Despite cultural myths that abuse in South Asian households is the norm or acceptable, Samina’s story is typical only in that immigrant victims of domestic violence face special challenges in court. Often, they only have strangers or advocacy groups to guide them through the process of filing for divorce. Complicating things is also the fact that many women are afraid that reporting the domestic violence will jeopardize their immigrant status in this country.

Many women don’t realize that they are offered some protection from Immigration and Naturalization Services’ codes on what constitutes lawful status. Under the Violence Against Women Act of 1998, a woman can still be granted a green card if she can prove that she was subjected to domestic violence. However, the catch is that this is only possible if her spouse is here legally.

“If person has committed battery, the guy can get deported. They can both get deported,” said Leslie Amano, an immigration attorney based in Washington, D.C.

The woman must also prove that her marriage was founded on “good faith.” The difficulty is that INS has a natural inclination to regard these cases with suspicion and for this reason, “good faith” can be difficult to prove.

“There’s a real concern about the safety of battered women, there’s also a concern that some people who don’t want to be around their husbands are claiming to be battered even of they’re not. Women in this situation really need to work with someone who knows,” said John Staas, an attorney in Illinois who often handles cases involving South Asian women.

According to Amano, an easier route to take is often filing for divorce because the woman can avoid discussing deeply personal or shameful matters in public. She can also get around the fact that she might not have documented evidence against her husband, because she might not realize that recourses such as obtaining temporary restraining orders existed.

“When there is abuse, since the abuse can be a little more complicated, filing for
divorce can be easier.
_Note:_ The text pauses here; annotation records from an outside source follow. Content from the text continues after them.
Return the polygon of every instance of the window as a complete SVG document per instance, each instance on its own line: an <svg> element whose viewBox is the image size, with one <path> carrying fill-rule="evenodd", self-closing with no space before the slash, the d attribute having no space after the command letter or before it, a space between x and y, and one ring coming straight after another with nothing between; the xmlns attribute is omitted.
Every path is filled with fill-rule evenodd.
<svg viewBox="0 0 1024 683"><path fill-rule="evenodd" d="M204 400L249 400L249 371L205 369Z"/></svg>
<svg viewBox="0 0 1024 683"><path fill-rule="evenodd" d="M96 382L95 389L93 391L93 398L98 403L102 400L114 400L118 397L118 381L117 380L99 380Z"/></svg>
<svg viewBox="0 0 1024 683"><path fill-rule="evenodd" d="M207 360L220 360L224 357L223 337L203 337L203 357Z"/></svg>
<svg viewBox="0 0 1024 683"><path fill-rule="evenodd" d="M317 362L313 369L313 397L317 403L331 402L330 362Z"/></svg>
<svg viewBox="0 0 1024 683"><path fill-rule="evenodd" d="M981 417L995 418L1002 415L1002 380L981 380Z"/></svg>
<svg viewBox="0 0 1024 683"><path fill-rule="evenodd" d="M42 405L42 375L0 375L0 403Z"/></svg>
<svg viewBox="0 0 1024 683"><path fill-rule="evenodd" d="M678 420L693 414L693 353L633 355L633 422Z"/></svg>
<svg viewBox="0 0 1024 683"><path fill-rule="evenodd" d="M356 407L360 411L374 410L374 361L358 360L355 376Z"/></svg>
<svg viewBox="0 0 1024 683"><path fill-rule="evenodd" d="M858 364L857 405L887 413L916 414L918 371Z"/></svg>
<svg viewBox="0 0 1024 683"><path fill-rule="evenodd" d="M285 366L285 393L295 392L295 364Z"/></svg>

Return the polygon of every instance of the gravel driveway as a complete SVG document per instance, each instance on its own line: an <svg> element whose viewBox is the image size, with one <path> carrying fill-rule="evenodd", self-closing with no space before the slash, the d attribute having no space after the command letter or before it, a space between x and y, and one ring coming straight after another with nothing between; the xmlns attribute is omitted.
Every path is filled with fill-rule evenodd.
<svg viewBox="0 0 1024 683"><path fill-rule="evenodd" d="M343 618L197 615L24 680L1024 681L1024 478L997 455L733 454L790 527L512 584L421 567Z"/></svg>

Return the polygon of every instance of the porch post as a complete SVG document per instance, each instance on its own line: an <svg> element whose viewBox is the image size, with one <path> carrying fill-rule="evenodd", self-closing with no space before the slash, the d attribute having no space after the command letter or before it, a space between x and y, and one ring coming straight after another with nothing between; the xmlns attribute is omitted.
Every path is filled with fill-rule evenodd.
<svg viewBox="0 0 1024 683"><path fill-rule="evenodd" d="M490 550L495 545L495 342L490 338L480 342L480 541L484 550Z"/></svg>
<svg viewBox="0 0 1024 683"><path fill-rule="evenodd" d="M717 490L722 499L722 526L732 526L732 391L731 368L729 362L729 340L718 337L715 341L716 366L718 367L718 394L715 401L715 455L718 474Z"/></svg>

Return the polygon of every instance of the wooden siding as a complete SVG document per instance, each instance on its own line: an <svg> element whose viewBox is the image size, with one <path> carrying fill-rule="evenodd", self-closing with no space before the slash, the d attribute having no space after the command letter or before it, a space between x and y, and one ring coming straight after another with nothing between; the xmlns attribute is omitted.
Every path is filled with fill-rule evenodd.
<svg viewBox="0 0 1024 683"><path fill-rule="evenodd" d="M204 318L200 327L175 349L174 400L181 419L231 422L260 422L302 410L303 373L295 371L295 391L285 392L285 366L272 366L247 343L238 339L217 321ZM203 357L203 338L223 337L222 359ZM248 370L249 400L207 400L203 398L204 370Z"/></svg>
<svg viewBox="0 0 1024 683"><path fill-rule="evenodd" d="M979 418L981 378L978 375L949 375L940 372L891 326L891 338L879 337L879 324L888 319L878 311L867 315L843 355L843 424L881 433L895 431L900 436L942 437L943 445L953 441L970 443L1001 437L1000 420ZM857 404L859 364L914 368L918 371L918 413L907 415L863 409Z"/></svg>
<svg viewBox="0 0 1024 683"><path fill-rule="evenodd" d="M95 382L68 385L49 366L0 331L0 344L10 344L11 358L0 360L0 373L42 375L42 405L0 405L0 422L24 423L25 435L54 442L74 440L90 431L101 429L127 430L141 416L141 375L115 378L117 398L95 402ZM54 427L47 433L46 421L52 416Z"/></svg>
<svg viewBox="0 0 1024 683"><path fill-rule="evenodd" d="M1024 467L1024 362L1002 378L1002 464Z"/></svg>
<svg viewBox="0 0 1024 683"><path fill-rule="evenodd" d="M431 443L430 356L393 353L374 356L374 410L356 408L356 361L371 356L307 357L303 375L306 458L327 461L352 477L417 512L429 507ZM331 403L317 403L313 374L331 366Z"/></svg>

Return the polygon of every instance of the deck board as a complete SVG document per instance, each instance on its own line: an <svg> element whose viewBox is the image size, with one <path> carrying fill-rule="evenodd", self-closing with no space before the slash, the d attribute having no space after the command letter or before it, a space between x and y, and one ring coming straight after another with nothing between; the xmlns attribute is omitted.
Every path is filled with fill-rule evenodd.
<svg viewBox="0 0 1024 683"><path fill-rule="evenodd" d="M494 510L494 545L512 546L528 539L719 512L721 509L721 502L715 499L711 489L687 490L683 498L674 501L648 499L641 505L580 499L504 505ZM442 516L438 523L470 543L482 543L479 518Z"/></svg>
Sometimes, the person doesn’t go to the doctor or talk to a friend,” Amano said.

“I see the South Asian context. Divorce is seen as shameful. The attitude seems to be stick with it no matter what. It seems like a little bit of violence might be tolerated, but there are more situations, where the woman keeps blaming herself for it.”
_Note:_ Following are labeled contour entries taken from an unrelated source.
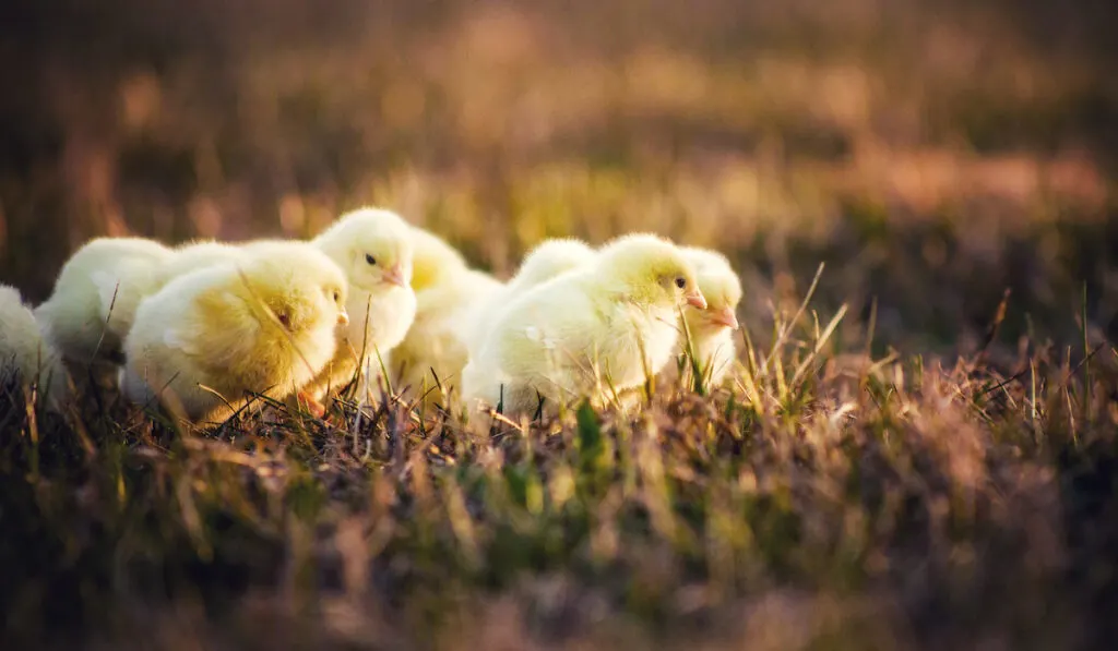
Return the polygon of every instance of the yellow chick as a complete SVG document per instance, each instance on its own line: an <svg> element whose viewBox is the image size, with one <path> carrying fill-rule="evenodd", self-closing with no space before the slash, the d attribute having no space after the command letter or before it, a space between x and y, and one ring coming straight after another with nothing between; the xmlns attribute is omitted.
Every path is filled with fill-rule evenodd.
<svg viewBox="0 0 1118 651"><path fill-rule="evenodd" d="M419 227L411 227L411 246L415 249L411 288L416 294L437 285L446 285L456 274L468 268L466 259L457 249Z"/></svg>
<svg viewBox="0 0 1118 651"><path fill-rule="evenodd" d="M471 310L502 287L489 274L471 269L454 247L418 227L411 227L418 309L404 342L392 351L394 386L414 393L456 385L468 360L464 326ZM434 374L432 374L434 370ZM427 391L434 400L436 393Z"/></svg>
<svg viewBox="0 0 1118 651"><path fill-rule="evenodd" d="M395 212L375 208L341 216L311 243L345 272L351 317L339 329L333 360L306 387L319 401L349 384L359 370L379 376L378 353L383 357L404 341L416 316L415 252L411 227Z"/></svg>
<svg viewBox="0 0 1118 651"><path fill-rule="evenodd" d="M285 399L330 362L345 298L341 269L304 242L184 274L140 305L121 391L192 421L228 417L246 392Z"/></svg>
<svg viewBox="0 0 1118 651"><path fill-rule="evenodd" d="M707 298L707 309L683 310L691 350L705 383L718 386L737 357L733 333L738 329L741 280L722 253L689 247L683 249L683 257L695 268L699 289ZM680 353L686 346L685 337L680 337Z"/></svg>
<svg viewBox="0 0 1118 651"><path fill-rule="evenodd" d="M456 386L470 361L463 324L477 304L502 287L489 274L463 268L419 291L416 320L391 354L394 385L410 387L415 394L424 391L428 400L438 396L437 385Z"/></svg>
<svg viewBox="0 0 1118 651"><path fill-rule="evenodd" d="M47 341L76 366L120 363L136 307L171 255L142 238L98 238L63 266L54 293L35 310Z"/></svg>
<svg viewBox="0 0 1118 651"><path fill-rule="evenodd" d="M651 234L613 240L589 265L508 306L463 371L463 396L532 414L540 396L553 408L639 386L671 360L684 305L707 301L675 245Z"/></svg>
<svg viewBox="0 0 1118 651"><path fill-rule="evenodd" d="M544 240L529 251L509 283L471 310L465 328L465 342L470 352L477 353L489 326L500 317L509 301L540 283L588 265L594 255L594 249L577 239Z"/></svg>
<svg viewBox="0 0 1118 651"><path fill-rule="evenodd" d="M226 262L237 262L245 258L245 251L237 245L214 240L195 240L171 249L171 255L157 269L158 291L179 276L215 267Z"/></svg>
<svg viewBox="0 0 1118 651"><path fill-rule="evenodd" d="M25 389L37 387L44 403L55 410L69 395L61 357L42 338L19 290L0 285L0 387L15 381Z"/></svg>

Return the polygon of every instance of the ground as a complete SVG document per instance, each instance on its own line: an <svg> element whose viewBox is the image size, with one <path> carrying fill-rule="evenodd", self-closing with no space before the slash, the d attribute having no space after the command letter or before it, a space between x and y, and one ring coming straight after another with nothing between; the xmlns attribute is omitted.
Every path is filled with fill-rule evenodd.
<svg viewBox="0 0 1118 651"><path fill-rule="evenodd" d="M21 4L0 278L30 300L96 234L302 237L370 202L502 276L543 237L656 231L746 298L728 389L495 435L453 395L178 432L9 390L4 648L1112 639L1089 2Z"/></svg>

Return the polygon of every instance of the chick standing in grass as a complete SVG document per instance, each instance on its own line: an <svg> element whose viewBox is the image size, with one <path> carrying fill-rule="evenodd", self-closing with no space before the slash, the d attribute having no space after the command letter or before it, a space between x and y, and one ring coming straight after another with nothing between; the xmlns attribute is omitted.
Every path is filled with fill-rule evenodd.
<svg viewBox="0 0 1118 651"><path fill-rule="evenodd" d="M16 380L25 389L36 387L51 409L69 394L61 358L42 338L35 315L19 290L0 285L0 387Z"/></svg>
<svg viewBox="0 0 1118 651"><path fill-rule="evenodd" d="M142 238L98 238L63 266L54 293L35 310L47 341L75 370L121 363L121 344L136 307L153 291L157 268L171 256Z"/></svg>
<svg viewBox="0 0 1118 651"><path fill-rule="evenodd" d="M707 301L675 245L616 239L509 305L463 371L463 396L530 415L539 398L553 406L639 386L671 360L685 305Z"/></svg>
<svg viewBox="0 0 1118 651"><path fill-rule="evenodd" d="M415 227L411 237L416 247L411 285L418 309L411 329L392 351L390 367L396 386L409 386L414 394L425 392L434 400L437 393L432 390L437 384L456 385L468 360L465 324L471 312L502 285L467 267L462 255L438 237Z"/></svg>
<svg viewBox="0 0 1118 651"><path fill-rule="evenodd" d="M690 338L690 354L703 384L718 386L737 357L733 334L738 329L736 313L741 303L741 280L722 253L685 248L683 256L695 268L707 309L683 310L686 335L680 337L680 352L688 353Z"/></svg>
<svg viewBox="0 0 1118 651"><path fill-rule="evenodd" d="M407 334L416 316L411 289L411 227L388 210L343 214L311 242L344 271L351 320L339 328L333 358L306 387L315 410L329 391L344 387L358 371L379 376L380 358ZM266 242L253 246L267 246Z"/></svg>
<svg viewBox="0 0 1118 651"><path fill-rule="evenodd" d="M140 305L121 390L192 421L228 417L247 392L292 395L333 356L345 288L341 269L301 242L184 274Z"/></svg>
<svg viewBox="0 0 1118 651"><path fill-rule="evenodd" d="M517 274L504 287L471 309L466 326L466 344L471 354L479 352L489 327L500 317L509 301L540 283L588 265L593 259L594 249L581 240L551 239L538 245L524 256Z"/></svg>

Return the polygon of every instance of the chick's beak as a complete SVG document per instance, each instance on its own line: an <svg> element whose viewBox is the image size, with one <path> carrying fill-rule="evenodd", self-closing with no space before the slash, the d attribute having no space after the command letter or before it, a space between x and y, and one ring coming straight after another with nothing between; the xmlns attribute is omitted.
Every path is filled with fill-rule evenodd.
<svg viewBox="0 0 1118 651"><path fill-rule="evenodd" d="M698 288L692 289L691 291L684 294L683 298L686 299L688 305L690 305L691 307L698 307L699 309L707 309L707 299L703 297L702 291L699 291Z"/></svg>
<svg viewBox="0 0 1118 651"><path fill-rule="evenodd" d="M401 269L399 265L392 265L390 269L385 271L383 278L385 281L391 283L392 285L397 285L399 287L408 286L408 279L404 277L404 269Z"/></svg>
<svg viewBox="0 0 1118 651"><path fill-rule="evenodd" d="M716 309L710 314L710 322L731 329L738 329L738 316L733 314L732 307Z"/></svg>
The Western perception that South Asian men, particularly Muslims, commonly rely on violence to subordinate their wives, tends to work to the women’s disadvantage.
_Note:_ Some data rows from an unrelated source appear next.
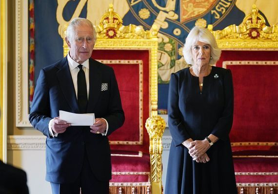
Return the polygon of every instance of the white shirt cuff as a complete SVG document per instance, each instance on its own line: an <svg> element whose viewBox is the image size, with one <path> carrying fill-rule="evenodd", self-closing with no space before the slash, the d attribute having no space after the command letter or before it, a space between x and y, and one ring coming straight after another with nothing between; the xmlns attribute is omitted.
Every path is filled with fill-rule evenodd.
<svg viewBox="0 0 278 194"><path fill-rule="evenodd" d="M48 123L48 130L49 130L49 133L50 133L50 135L54 137L58 136L58 133L56 133L56 132L53 132L53 131L52 130L52 128L51 128L51 124L53 122L53 120L54 120L54 119L51 119L51 120L49 121L49 123Z"/></svg>
<svg viewBox="0 0 278 194"><path fill-rule="evenodd" d="M106 119L104 119L103 118L101 118L102 119L103 119L104 121L105 121L105 122L106 122L106 129L105 130L105 131L104 131L104 132L103 133L101 133L101 135L106 135L106 134L107 134L107 131L108 131L108 123L107 122L107 121L106 121Z"/></svg>

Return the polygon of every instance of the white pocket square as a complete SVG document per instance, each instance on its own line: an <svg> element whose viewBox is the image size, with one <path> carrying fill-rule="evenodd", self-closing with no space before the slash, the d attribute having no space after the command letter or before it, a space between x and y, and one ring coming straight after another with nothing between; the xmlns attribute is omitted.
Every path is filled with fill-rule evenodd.
<svg viewBox="0 0 278 194"><path fill-rule="evenodd" d="M101 88L100 91L105 91L108 89L108 83L101 83Z"/></svg>

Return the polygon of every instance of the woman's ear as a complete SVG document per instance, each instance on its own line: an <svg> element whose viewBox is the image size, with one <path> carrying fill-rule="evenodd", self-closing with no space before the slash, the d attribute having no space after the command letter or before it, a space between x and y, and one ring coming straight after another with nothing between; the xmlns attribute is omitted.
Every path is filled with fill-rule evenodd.
<svg viewBox="0 0 278 194"><path fill-rule="evenodd" d="M66 43L67 43L67 44L68 45L69 48L70 48L70 43L67 37L65 38L65 40L66 41Z"/></svg>

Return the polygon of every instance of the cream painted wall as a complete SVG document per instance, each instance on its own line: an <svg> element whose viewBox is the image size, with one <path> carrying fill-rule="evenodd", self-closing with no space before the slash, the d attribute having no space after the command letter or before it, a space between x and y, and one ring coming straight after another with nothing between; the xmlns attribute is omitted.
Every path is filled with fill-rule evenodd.
<svg viewBox="0 0 278 194"><path fill-rule="evenodd" d="M7 134L43 137L41 133L32 128L17 128L16 126L16 2L18 0L7 0ZM13 136L11 136L13 137ZM39 149L19 149L13 148L11 136L8 138L7 163L22 169L27 173L28 185L30 194L51 193L49 183L45 180L45 151ZM14 140L12 137L12 139ZM40 139L38 138L38 139ZM33 142L34 140L32 140ZM40 141L41 141L40 139ZM32 147L32 142L23 143L27 147ZM42 142L44 143L44 141ZM14 142L15 143L15 142ZM20 143L22 145L22 142ZM20 145L20 144L19 144ZM29 145L29 146L28 146ZM38 144L37 144L38 145Z"/></svg>
<svg viewBox="0 0 278 194"><path fill-rule="evenodd" d="M45 180L45 150L8 150L7 153L8 161L26 172L30 194L51 193L50 184Z"/></svg>

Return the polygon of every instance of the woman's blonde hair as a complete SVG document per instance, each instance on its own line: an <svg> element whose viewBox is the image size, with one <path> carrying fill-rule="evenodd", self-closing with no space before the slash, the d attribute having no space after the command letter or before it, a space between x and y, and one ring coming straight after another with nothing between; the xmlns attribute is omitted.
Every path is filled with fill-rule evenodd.
<svg viewBox="0 0 278 194"><path fill-rule="evenodd" d="M211 56L209 61L210 65L215 64L219 60L221 55L221 49L218 47L214 36L207 28L195 26L190 31L186 40L182 54L188 64L193 65L193 59L191 48L192 46L200 41L209 44L211 46Z"/></svg>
“When one accepts that men are culturally authorized to dominate women, it is not far before even violence is sanctioned,” writes Vijay Prashad, a sociology professor at Trinity College in his book, “The Karma of Brown Folk. “The so-called cultural defense is deemed to be legitimate in U.S. courts, so much so that wife killers earn lighter sentences if they can convince the judge and jury that their ‘culture’ sanctions violence to make the wife obedient.”

The “cultural defense” applies most often in criminal cases. In civil cases involving divorce and immigration issues, advocacy groups and lawyers for women push judges to take cultural traditions into account.

For example, judges often don’t understand why women wait so long before filing for a restraining order or why they might seek an order against not just her husband, but her in-laws who live in the house as well. Sometimes, family dynamics play a role in her situation, said Sabena Khan, an outreach coordinator for Sakhi, a South Asian women’s organization. However, not all judges care to take cultural relativism into account.

“Some judges want to hear it. Some say, ‘Don’t give us that cultural crap,” she said.

“We get demonized with that – our whole community gets demonized and people look within cultural things and say the woman is very submissive,” said Anju Bhargava, founder of Asian Indian Women in America. “Just because she doesn’t look straight, eye to eye contact, it doesn’t mean she’s a submissive.”